Women are being censored because they wish to discuss the politics of gender. I say NO. Who wants to join me?

999 replies

Beachcomber · 20/01/2013 19:48

Ok, I'm guessing that many here have heard about Julie Burchill's explosive article defending her friend Suzanne Moore against trans activists.

I'm also guessing that there are a lot of women who don't know that trans activists have been becoming increasingly influential in many areas that affect Women's Rights since the 1980s and 90s. These areas include feminist websites and blogs (such as the F word), feminist meetings and conferences, women's music festivals, in feminist literature and in academia teaching gender studies (a subject that used to be taught as women's studies) and in post-modernist and queer theory circles.

Transactivists call any resistance to their increasing influence and presence in these areas of female interest "transphobic". Discussion of gender identity as an oppressive social construct and as a threat to feminism and women's rights is also considered transphobic.

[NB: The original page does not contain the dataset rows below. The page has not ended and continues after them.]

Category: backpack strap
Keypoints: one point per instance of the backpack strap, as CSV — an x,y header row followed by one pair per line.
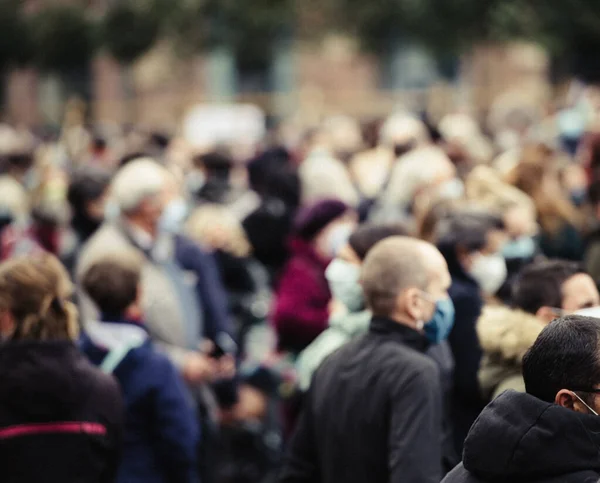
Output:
x,y
112,360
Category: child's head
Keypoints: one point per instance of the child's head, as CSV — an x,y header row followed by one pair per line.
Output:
x,y
34,305
113,284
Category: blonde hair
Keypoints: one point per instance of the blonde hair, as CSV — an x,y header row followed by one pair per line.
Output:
x,y
553,207
216,227
34,290
485,186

Consequently, discussion of women as being a political class of people oppressed due to our sex and our reproductive capacity is becoming harder and harder for feminists to have without being accused of transphobia and bigotry. This is very very concerning.

Numerous women have been threatened or silenced by these people (for example they have been no platformed and/or picketed at feminist events or attacked and threatened after writing articles or essays discussing gender identity).

Let me be very clear that this discussion is about transactivists and people who threaten others into silence. It is not about transpeople in general (some of whom have stated that they are afraid to get involved in the controversy).

In my opinion, no matter which side of the gender identity debate one stands on, surely we can all agree that debate should be allowed to take place. One side cannot be allowed to shout down, threaten and silence the other.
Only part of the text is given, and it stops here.